Questions about the protection of Pakistan's nuclear weapons arose after a group of heavily armed militants early Thursday broke through security at Pakistan's Minhas air force base in Kamra in Punjab province and engaged security forces at the facility in a gun battle. The attack ended after the security forces killed eight of the militants while losing one of their own. One plane was damaged.
U.S. State Department spokeswoman Victoria Nuland, when asked about the attack and its implications, said Islamabad in a statement denied there was any nuclear material or any nuclear weapons at the base, adding the United States has no information to contradict that statement.
She said Pakistan, aware of the range of potential threats to its nuclear arsenal, has secured its nuclear arsenal accordingly.

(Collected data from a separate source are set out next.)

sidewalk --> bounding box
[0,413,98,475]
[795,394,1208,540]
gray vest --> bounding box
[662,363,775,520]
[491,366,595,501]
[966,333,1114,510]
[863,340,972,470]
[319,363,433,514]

"We do talk about these issues and support Pakistani efforts to keep them secure, and we have for quite a long, long time," Nuland said. "And we don't have any reason to be concerned at this moment."
The New York Times quoted Pakistani authorities as saying they believe Islamic militants were responsible for the attack on the base, northwest of Islamabad, which again pointed to the militants' determination to attack the country's sensitive installations.
In May 2011, militants attacked a military base in Pakistan's port city of Karachi, leaving 10 people dead.
Thursday's attack happened at a time when there is speculation the Pakistani military may be readying for an operation in the North Waziristan tribal area, which U.S. officials say they believe is a haven for the Haqqani network and other militant groups to launch attacks on American forces in neighboring Afghanistan.
The Washington Post reported the Pakistani Taliban claimed responsibility for the attack, with a spokesman, Ihsanullah Ihsan, saying it was to avenge military actions in the tribal areas of northwestern Pakistan.
Ihsan claimed "dozens of security people" died in the attack, adding: "We could do anything and target whatever we want. Our fighters can hit any target anywhere."
Security analysts told the Post it was not true nuclear assets were kept at the base.
"Nuclear assets management is totally a separate issue and is being dealt with separately," one analyst said.
Britain's Daily Telegraph said the Thursday incident was the third attack on the air base since 2007, and was also the most audacious.
The report said Shaun Gregory at Bradford University's Pakistan Security Research Unit had warned -- after the most recent attack prior to Thursday -- that terrorist attacks could set off fires or explosions at Pakistani bases, thereby by posing radiological threats or lead to seizure of vital components by militants for creating their own weapon.
"Questions will be raised about nuclear weapons -- though the militants were stopped, they entered a high security area and kept security forces engaged for more than 2 hours," security analyst Hasan Askari Rizvi told the Los Angeles Times, "That means the government of Pakistan and the military will have to address the lapses and weaknesses that exist in their security systems."